NEW YORK (AP) – James Kane has used a powerful magnet to fish all manner of junk from New York City waterways, but he said the stacks of USD100 bills he pulled from a safe were something else entirely.
Kane’s girlfriend, Barbi Agostini, was recording last Friday as he pulled a slimy safe out of a lake in Flushing Meadows Corona Park, famous as the location of the 1939 and 1964 World’s Fairs, and extracted bags of waterlogged, gunk-covered Benjamins from inside it.
“Oh, that’s money,” Kane said in the video of the discovery. “Oh, it is! Stacks of bills, dude!”
“Oh, my God!” Agostini said.
The couple estimates that the safe contained as much as USD100,000, though the bills were partly decomposed and stuck together.
The bills featured the 3D security ribbon that indicates recent vintage, but the safe bore no clues to a rightful owner.
Kane and Agostini said they called the police to report their discovery and were told there was no evidence of a crime.
“They gave it to us, as, I guess you call it a finders keepers thing,” Kane said.
The New York Police Department’s public information office said in a statement that “the value and authenticity of the alleged currency” could not be determined due to its “severely disintegrated condition.”
Kane is far from the only magnet fisher who has made a mark in recent years.

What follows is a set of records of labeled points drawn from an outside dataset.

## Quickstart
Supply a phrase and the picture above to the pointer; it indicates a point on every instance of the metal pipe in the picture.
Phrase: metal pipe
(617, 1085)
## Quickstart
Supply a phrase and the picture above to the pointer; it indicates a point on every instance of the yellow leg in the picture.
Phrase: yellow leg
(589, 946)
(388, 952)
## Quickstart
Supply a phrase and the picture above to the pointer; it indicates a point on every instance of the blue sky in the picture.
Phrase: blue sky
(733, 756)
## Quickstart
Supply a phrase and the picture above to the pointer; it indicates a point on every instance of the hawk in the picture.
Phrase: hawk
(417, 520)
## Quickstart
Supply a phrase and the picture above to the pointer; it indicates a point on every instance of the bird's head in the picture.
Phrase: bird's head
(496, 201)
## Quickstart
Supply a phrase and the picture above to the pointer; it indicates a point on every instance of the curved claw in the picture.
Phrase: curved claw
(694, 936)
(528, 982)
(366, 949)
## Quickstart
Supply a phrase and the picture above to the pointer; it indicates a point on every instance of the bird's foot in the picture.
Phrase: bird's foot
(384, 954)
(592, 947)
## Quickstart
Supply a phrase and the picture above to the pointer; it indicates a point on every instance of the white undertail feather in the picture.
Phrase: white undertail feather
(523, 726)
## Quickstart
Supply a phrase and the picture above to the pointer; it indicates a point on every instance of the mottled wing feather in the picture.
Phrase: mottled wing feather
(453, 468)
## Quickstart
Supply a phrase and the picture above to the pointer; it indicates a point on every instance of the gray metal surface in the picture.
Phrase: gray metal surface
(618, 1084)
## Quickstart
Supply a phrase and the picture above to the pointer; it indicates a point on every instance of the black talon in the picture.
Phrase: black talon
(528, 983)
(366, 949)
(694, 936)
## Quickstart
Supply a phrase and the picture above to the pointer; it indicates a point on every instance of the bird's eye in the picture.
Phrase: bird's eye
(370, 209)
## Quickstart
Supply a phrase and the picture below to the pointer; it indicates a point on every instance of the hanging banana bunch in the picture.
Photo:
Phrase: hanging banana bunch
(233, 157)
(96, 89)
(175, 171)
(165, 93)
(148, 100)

A magnet fisher found a human skull padlocked to an exercise dumbbell in New Orleans last month. Someone fishing in a creek in Georgia in April pulled up a rifle and some belongings of a couple who were killed nine years ago.
People who dabble in the hobby heave long ropes into the water attached to powerful magnets, some capable of staying latched to objects weighing 907 kilogrammes. They drag the lines through water and muck, hauling up objects that would likely go unfound by a beachcomber with a metal detector.
As magnet fishing videos rack up views on YouTube, skeptics grumble on Reddit that some of the finds must be fake.